Recommended by SADC leaders in 2016, the security sector reforms are part of much wider reforms aimed at achieving lasting peace and stability to allow hoped-for economic development to finally take off in the kingdom.
Seven years have passed since SADC recommended the constitutional, governance, judicial, media and security sector reforms.
By now Lesotho should have reformed security sector and governance institutions.
By now there should be a professional police force, army, prisons and intelligence services free from manipulation by self-seeking politicians.
Each agency should be operating within its mandate and not encroaching on the territory of the other.
But the politicians have shown little if any appetite to implement the reforms.
Despite numerous exhortations, generous financial and logistical support as well as handholding by SADC leaders and international development partners, Lesotho’s politicians have been expending their energies on self-serving political skullduggery while paying lip service to the pressing need for reforms.

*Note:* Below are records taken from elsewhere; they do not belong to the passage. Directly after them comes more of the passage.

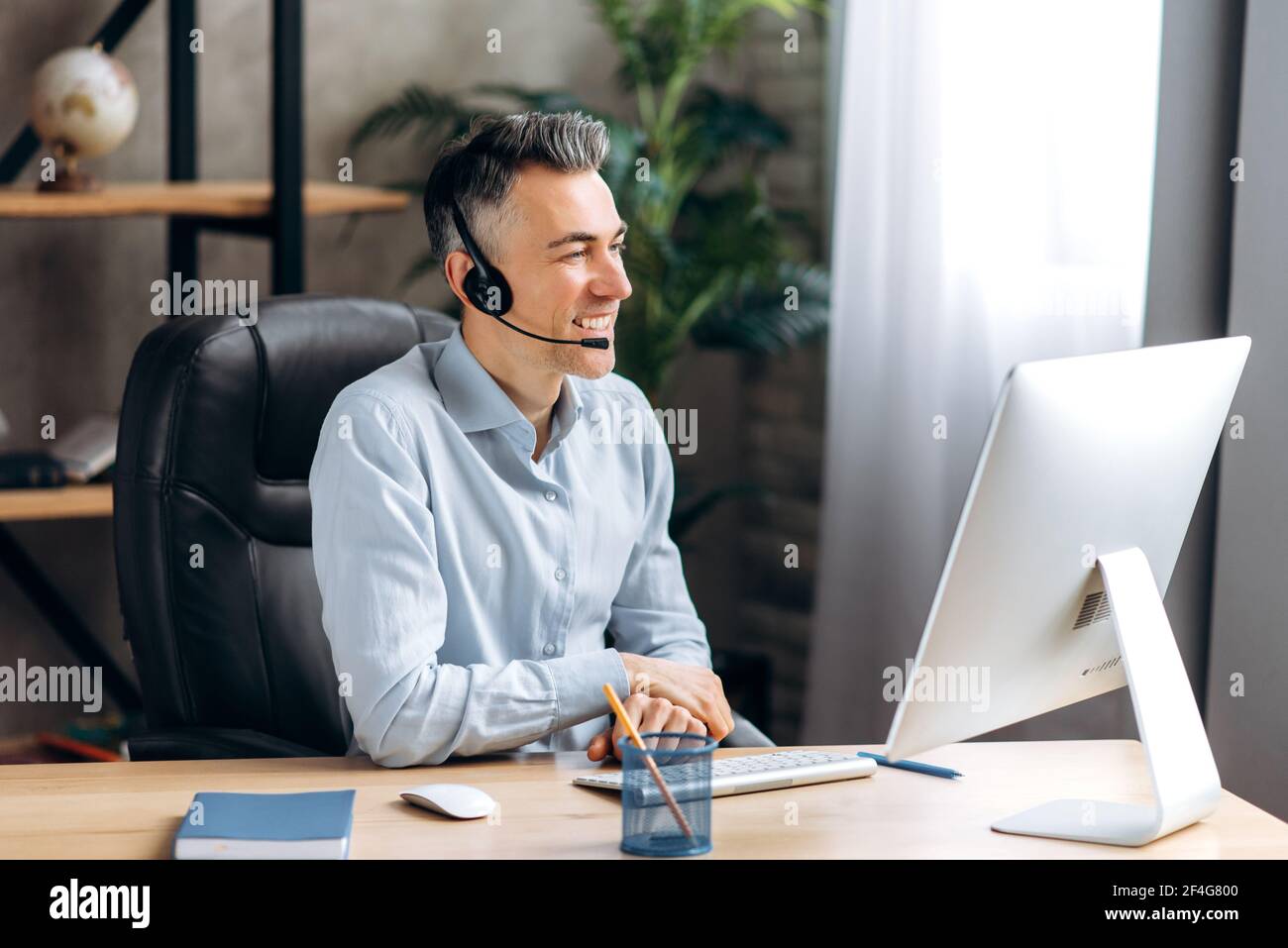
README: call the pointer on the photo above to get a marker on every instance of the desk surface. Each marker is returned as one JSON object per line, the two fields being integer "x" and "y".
{"x": 133, "y": 809}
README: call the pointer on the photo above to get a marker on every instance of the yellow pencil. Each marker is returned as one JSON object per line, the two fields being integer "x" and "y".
{"x": 648, "y": 760}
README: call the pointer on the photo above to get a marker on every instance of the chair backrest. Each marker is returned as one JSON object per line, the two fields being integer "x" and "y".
{"x": 211, "y": 509}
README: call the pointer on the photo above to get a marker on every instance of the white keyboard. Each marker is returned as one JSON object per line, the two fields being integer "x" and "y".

And the results are there for all to see: chromic underdevelopment with all its attendant evils of corruption in government, high unemployment, food shortages, poverty, human rights abuses and crime.
Political instability reigns supreme. As the Mofomobe-Shale and Pitso court applications show, security agencies like the NSS are mere toys at the beck and call of politicians. State surveillance can be unleashed on the opposition and anyone else the ruling elite considers a threat to their interests.
A whole NSS boss can claim without any shame that it is necessary for him to seize people’s mobile phones and copy everything in them to facilitate investigations that fall under the purview of the police.
All this is happening because the necessary reforms have not been implemented to ensure a professional security sector where each agency sticks to its mandate and refrains from encroaching into another’s territory. Without reforms and the professionalism they bring to the security sector, the nation will continue relying on piecemeal court judgements which will still be ignored by rogue security agencies as shown by the case of Ms Pitso who still has not had her phones returned to her by the NSS.
In light of these recent revelations concerning illegal state surveillance activities in Lesotho, it is alarmingly clear that Lesotho’s security sector reforms must be expedited without further ado. The illegal invasive actions of the NSS undermine the very principles of democracy, human rights, and citizens’ privacy that Lesotho professes to uphold. It is high time that the pressure was brought to bear on Lesotho’s political players to take comprehensive and meaningful steps toward reforming the security sector to prevent abuse of power and protect the fundamental rights of its citizens.
Herbert Moyo is a journalist researching digital surveillance, with support from the Media Policy and Democracy Project run by the University of Johannesburg’s Department of Communication and Media.